In fact, reliance on the average number obscures the reality for those who actually take out debt.

Nathan A

"Longer term salary data is much more useful but harder to find."

Long term data would be useful IF we have reason to expect that past trends can be projected into the future.

antiro

I think total cost of attendance and starting salaries are crucial figures.

Total COA: it is useful for one to be able to see what the total cost will be. They can then figure out their savings, parental contributions, whether or not they get any scholarships, discounts, or grants, and, voila! They know how much law school will cost. That is not a bad thing..

Starting salaries: prospective students need to know starting salaries so they will know their situation directly after graduation.
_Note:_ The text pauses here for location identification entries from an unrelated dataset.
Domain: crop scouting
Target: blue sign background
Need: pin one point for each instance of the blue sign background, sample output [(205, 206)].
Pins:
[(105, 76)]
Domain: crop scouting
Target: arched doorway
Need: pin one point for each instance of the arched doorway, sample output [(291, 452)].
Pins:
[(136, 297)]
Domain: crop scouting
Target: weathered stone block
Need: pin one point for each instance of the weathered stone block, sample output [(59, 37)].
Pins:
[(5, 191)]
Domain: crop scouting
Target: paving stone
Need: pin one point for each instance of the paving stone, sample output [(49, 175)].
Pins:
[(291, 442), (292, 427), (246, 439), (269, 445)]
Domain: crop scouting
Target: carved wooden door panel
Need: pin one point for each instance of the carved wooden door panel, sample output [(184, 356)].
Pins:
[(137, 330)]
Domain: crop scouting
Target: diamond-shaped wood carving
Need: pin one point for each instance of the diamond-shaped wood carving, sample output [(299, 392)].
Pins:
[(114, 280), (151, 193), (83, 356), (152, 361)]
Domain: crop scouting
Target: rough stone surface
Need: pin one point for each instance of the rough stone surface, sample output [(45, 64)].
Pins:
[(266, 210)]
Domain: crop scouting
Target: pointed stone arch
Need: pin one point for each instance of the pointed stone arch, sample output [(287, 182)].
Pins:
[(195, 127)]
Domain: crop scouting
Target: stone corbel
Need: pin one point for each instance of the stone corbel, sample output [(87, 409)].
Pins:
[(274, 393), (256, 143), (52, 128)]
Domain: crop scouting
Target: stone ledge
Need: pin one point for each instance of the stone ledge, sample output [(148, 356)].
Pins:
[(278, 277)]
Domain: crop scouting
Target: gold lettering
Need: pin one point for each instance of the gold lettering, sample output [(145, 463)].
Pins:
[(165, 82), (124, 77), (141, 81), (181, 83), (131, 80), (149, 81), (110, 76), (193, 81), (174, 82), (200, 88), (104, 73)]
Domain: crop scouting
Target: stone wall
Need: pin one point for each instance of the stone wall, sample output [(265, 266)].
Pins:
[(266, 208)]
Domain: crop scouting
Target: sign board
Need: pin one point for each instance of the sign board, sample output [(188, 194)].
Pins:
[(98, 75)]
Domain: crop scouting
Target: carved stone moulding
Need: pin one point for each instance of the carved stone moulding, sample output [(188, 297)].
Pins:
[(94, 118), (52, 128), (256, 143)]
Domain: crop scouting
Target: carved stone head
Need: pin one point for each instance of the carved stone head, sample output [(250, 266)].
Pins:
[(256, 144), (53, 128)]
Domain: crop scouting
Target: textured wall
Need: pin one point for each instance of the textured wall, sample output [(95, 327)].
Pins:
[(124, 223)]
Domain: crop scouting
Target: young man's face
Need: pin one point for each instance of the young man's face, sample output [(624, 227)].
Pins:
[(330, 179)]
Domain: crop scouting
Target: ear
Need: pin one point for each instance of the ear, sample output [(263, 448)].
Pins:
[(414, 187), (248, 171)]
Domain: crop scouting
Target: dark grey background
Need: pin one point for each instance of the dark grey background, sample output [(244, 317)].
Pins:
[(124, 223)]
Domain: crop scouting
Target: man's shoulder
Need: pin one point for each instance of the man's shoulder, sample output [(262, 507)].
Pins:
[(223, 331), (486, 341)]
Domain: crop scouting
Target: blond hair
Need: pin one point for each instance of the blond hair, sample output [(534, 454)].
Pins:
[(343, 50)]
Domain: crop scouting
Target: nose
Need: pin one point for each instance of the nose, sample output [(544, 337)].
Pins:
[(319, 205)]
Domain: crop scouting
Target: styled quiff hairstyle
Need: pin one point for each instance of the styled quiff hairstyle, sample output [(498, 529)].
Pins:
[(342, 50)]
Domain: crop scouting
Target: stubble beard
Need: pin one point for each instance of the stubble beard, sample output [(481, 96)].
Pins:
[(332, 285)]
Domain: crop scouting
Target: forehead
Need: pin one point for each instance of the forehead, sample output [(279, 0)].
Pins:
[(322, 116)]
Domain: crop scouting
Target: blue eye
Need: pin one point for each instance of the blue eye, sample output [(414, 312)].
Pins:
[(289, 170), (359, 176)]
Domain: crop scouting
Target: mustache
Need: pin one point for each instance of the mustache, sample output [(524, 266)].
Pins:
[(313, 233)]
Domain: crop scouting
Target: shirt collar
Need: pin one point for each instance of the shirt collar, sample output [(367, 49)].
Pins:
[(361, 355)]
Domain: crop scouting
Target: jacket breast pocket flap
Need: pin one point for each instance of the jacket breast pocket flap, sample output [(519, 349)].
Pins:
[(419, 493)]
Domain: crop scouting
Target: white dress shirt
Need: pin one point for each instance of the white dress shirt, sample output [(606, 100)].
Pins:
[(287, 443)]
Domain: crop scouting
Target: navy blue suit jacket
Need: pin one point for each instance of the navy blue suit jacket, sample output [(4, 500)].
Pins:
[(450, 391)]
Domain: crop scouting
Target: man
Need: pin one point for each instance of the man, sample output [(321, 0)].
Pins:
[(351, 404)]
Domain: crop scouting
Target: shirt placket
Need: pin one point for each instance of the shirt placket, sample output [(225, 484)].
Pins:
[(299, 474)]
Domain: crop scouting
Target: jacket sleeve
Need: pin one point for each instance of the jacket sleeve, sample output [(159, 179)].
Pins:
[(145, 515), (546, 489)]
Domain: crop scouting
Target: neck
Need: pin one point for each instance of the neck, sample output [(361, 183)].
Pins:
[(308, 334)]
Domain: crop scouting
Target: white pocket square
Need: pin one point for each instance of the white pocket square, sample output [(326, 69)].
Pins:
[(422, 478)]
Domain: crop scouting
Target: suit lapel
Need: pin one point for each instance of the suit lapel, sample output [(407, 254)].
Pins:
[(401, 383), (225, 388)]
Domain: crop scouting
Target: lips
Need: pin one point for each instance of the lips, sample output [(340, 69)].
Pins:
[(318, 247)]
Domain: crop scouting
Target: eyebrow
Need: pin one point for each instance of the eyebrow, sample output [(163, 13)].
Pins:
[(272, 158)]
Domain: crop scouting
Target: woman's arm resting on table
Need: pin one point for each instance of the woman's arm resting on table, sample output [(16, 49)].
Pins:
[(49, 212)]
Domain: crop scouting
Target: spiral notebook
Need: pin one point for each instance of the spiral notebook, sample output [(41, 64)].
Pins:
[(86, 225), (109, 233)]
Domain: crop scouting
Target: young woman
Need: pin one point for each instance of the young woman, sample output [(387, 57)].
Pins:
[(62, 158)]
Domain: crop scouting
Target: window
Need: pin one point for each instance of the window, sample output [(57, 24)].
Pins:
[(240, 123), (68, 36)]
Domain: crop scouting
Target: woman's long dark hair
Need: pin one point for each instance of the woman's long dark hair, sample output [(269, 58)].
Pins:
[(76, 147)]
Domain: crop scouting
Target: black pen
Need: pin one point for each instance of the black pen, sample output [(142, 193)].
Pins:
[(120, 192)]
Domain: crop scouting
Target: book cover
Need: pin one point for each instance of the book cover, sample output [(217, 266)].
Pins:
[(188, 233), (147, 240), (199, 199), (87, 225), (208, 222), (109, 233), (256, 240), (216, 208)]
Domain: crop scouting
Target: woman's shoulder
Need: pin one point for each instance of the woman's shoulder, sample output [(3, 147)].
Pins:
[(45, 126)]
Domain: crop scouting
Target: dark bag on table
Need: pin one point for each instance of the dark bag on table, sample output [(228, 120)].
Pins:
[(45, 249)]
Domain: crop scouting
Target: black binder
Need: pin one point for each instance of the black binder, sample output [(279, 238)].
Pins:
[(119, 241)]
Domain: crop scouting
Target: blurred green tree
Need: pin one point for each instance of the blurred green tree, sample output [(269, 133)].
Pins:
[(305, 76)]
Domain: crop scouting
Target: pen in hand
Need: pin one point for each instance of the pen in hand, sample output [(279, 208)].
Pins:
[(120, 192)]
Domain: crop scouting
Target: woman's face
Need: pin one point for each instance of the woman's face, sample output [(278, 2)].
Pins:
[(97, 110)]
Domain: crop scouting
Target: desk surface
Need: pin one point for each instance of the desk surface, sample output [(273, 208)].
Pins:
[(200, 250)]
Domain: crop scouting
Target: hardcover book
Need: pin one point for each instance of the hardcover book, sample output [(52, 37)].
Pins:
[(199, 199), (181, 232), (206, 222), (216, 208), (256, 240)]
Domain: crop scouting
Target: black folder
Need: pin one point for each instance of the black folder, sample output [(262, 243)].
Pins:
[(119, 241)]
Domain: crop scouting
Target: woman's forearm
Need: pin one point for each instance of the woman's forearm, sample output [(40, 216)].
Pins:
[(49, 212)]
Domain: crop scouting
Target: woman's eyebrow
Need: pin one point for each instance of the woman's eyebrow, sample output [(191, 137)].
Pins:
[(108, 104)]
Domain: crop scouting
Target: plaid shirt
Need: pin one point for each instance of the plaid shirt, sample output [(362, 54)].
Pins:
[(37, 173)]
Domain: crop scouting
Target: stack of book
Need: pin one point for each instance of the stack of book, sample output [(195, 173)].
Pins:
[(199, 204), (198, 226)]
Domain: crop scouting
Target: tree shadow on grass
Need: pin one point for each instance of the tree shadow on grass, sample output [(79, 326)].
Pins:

How else are they going to know if they will be able to pay heating, light, their car insurance, their Obamacare deductible, and on top of that, interest and principal on student loans.

Long-term salaries would be awesome to have, and in some respects is more important than short-term salaries. However, there are a number of people who leave the profession within a few years of graduating law school, if they are fortunate enough to enter it soon after law school.

It would be interesting to know what proportion of law graduates go on to have 30-40+ year careers.

anon

We already have strong evidence that salaries don't rise that much over time, at least for Widener grads. Widener knows who its grads are (it keeps track of them so it can solict donations). If widener wanted to, it could survey the students who graduated 10 and 20 years ago and ask about salaries. If it thought the salaries would be high it would certainly do so, to alleviate prospective students' concerns about the cost of law school. And, if they had done well, grateful widener students would respond to the survey.

But widener knows the truth. Its grads are not making the kind of salaries that justify its sky high tuition. And surveying them would just confirm that (assuming the students even filled out the survey, I suspect many are quite upset with Widener as their careers have not turned out as they expected).

Widener's refusal to survey its students about long term outcomes is strong evidence its students are not making enough to justify its tuition 10 and 20 years out.